Los planes de la burocracia sindical de CCOO en la factoría de Ferrol y de la empresa en general, que aspiraban a un convenio de trámite antes de unas elecciones sindicales que tocaban por estas fechas, pero que por la negociación del convenio se había decidido posponer hasta después de las elecciones generales, se han trastocado.

Pero, sobre todo, estos resultados han puesto sobre la mesa la bancarrota de un sindicalismo burocrático que no aspira a defender los intereses de los trabajadores, sino a gestionar lo que la empresa le permite; y reivindican el sindicalismo de clase, combativo y democrático que siempre hemos defendido desde la sección sindical de la CGT.

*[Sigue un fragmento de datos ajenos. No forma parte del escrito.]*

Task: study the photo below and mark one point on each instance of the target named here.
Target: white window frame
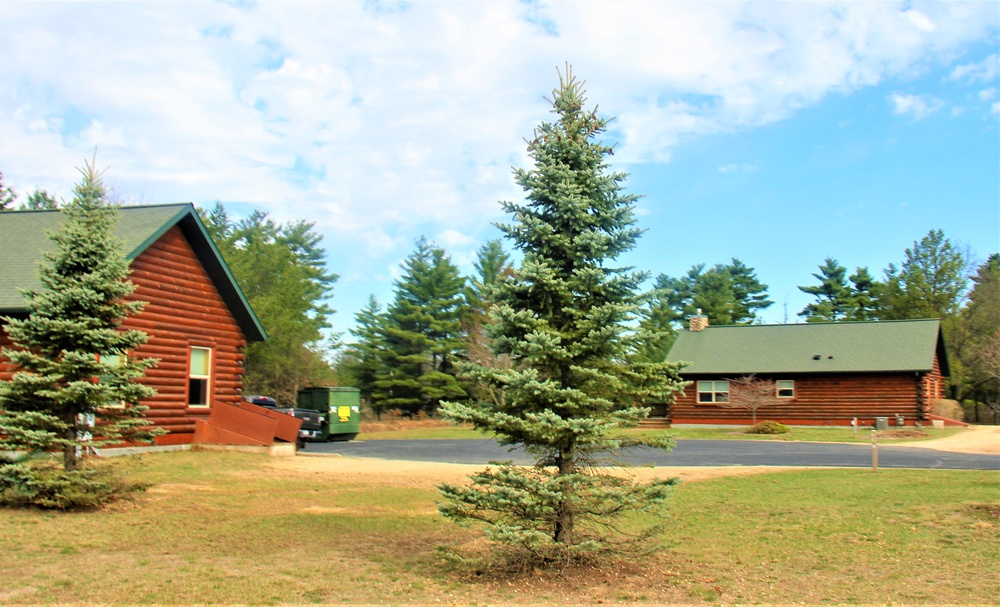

También es un golpe a la empresa, que se pensaba que los trabajadores éramos una prolongación de los representantes sindicales en el Intercentros. Por eso pretendían consolidar la pérdida de derechos y ahondar en el empobrecimiento y los salarios de miseria para las nuevas incorporaciones, al menos hasta 2025.

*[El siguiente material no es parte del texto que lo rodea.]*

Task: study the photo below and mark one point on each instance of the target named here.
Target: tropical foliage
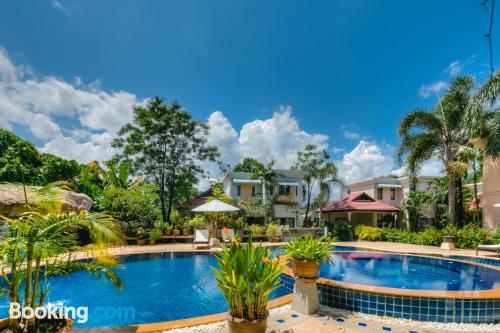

Los trabajadores queremos recuperar los derechos que nos fueron arrebatados en el anterior convenio, y para eso hay que empezar por cuestionar los límites presupuestarios que marca Navantia. Porque todo lo que reclamamos exige un aumento drástico de la partida presupuestaria dedicada a salarios, y esto no se va a conseguir en reuniones eternas con la empresa o con la SEPI.

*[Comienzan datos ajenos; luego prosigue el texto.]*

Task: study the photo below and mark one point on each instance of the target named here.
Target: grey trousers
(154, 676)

Tras el golpe que hemos dado en el referéndum, y que denota solo una parte de la enorme fuerza que tenemos los trabajadores si nos unimos para pelear por un convenio digno, estamos en mejores condiciones para organizar un otoño caliente en Navantia, con movilizaciones coordinadas de las plantillas de los siete centros que vayan a más, e incorporando a la lucha a los trabajadores de la industria auxiliar y sus reivindicaciones, que tienen que formar parte de la plataforma reivindicativa. Este escenario provocaría escalofríos en la alta dirección de Navantia, de la SEPI y del Gobierno con el que nos toque enfrentarnos para conseguir un convenio en el que recuperemos los derechos que nos fueron arrebatados. 

Para llevar adelante este tipo de movilizaciones es necesario que en Navantia se abra paso un sindicalismo combativo, que haga de la confrontación con la empresa la piedra de toque para los avances. Que sea democrático y asambleario poniendo en el centro de la toma de decisiones a los sectores más comprometidos con la lucha. Que sea de clase e internacionalista, para neutralizar cualquier maniobra de la empresa para trocearnos y enfrentarnos entre factorías, entre principal y auxiliares, o entre veteranos y jóvenes. Solo un sindicalismo combativo y a la ofensiva puede organizar esta batalla contra Navantia y la patronal de las auxiliares para recuperar los derechos arrebatados hoy, y luchar por conseguir nuevas mejoras mañana.